Las características demográficas estaban bien balanceadas entre ambos grupos. En global, la media de edad se situó en 63,9 años, un 72% de los pacientes eran hombres, el 93,7% de raza blanca y presentaban un peso medio de 85,4 kg. La variable primaria de eficacia fue una variable combinada de mortalidad por cualquier causa/infarto de miocardio/revascularización por isquemia/trombosis del stent en las 48 horas posteriores a la ICP. Como variables secundarias, se analizaron los componentes de la variable combinada de manera independiente. En la siguiente tabla (Tabla 1) se muestran los principales resultados del análisis por regresión logística ajustada –conforme a la dosis de carga y el estado del paciente– de los datos de la población ITTm.

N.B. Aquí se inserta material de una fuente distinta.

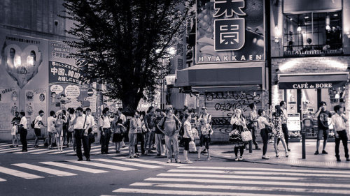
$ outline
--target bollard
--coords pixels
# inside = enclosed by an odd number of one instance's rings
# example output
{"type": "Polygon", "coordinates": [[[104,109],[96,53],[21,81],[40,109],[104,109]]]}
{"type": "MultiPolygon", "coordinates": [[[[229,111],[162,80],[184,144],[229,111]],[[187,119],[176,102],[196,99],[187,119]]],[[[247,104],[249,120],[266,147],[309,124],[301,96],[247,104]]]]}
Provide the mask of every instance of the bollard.
{"type": "Polygon", "coordinates": [[[305,152],[305,132],[302,131],[302,159],[306,158],[306,152],[305,152]]]}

IM: infarto de miocardio; RI: revascularización por isquemia; TS: trombosis del stent; OR: razón de riesgos; * estadísticamente significativo.

El análisis de los datos por subgrupos, estratificados los pacientes según el tipo de presentación clínica de síndrome coronario, evidenció que, en términos de la variable principal, solo se alcanzó significación estadística en el subgrupo de angina estable: 5,8% para cangrelor vs. 7,4% para clopidogrel (OR: 0,78; IC95% 0,63-0,95). A pesar de que los resultados también muestran una tendencia favorable para cangrelor, no se encontraron diferencias significativas de eficacia en comparación con clopidogrel en pacientes con infarto de miocardio con elevación del segmento ST (2,8% vs. 3,7%; OR: 0,75; IC95% 0,46-1,25) ni en pacientes con síndrome coronario agudo sin elevación del segmento ST (3,5% vs. 4,4%; OR: 0,80; IC95% 0,55-1,17).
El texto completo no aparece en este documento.